Ashtanga Yoga is a traditional style of Hatha yoga popularised by Sri.K Pattabhi Jois of Mysore, South India (1915-2009). He studied with his Guru T.Krishnamacharya for over 35yrs, continuing to teach what he learnt in the form of Ashtanga Yoga. He founded the Ashtanga Yoga research institute in 1948 known as the Krsna Pattabhi Jois Astanga Yoga Institute which is now run by Pattabhi’s grandson and daughter Sharath and Saraswati in Mysore.

According to Sri K. Pattabhi Jois, Ashtanga Yoga is a path that leads us to the spirit that resides in all of us, and is in fact our very nature.
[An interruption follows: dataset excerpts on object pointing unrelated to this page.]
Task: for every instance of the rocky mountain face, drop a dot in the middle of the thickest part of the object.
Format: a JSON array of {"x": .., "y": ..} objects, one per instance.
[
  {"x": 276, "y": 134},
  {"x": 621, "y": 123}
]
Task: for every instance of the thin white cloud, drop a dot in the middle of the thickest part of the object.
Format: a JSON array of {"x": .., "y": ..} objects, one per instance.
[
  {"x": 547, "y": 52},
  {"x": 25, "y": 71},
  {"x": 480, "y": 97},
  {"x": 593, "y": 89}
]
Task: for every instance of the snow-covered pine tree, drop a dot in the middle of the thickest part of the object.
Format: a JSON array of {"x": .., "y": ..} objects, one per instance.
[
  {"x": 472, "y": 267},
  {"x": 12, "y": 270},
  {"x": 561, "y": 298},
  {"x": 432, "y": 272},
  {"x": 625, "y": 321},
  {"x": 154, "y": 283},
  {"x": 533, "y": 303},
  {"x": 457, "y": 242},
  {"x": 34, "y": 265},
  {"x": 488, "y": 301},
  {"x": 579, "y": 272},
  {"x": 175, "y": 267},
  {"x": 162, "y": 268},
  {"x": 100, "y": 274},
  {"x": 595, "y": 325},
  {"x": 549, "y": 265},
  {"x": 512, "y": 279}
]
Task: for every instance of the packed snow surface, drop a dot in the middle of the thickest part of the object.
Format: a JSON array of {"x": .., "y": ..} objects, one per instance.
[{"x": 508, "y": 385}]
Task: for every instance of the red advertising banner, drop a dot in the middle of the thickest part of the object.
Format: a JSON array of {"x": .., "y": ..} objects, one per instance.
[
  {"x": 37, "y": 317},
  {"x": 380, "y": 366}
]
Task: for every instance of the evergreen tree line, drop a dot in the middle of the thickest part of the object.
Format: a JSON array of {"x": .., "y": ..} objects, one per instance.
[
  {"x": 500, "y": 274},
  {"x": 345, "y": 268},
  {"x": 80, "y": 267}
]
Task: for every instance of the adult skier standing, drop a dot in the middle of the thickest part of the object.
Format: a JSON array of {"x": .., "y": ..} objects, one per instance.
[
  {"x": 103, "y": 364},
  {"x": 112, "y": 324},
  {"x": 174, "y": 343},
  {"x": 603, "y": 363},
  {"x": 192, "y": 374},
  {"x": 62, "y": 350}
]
It is often described as an athletic and dynamic form of yoga. In many ways this is true though Ashtanga does much more than strengthen and stretch the body. The method brings an awareness of breath and movement developing concentration and focus through the techniques of drsti (gazing point) and bandhas (energetic locks) which brings about a deep sense of stillness and awareness of the body and mind.

In Ashtanga practice, the breath (ujjayi breathing), asana (posture), vinyasa krama (breath & movement technique), bandhas (muscle and energetic locks) and drstis (gazing points) are all used in conjunction, which acts to deeply warm the body, making it safe, and wonderfully intense. The inner heat generates a cleansing process that affects everything from the organs, to the muscles, to the nervous system, to the mind and spirit.

With continued use of these techniques the mind tends to settle leading the practitioner towards a more contemplative awareness which can help in the development of meditation practice.

The practice of Ashtanga yoga can be learned by anyone who wishes to learn it. There is no barrier in the form of age, health, sex, sexual preference, religion or race. Yoga addresses the common drive that all humans have: to be happy, to know one’s self, and to fulfill one’s purpose here on this planet during the short span of our lives.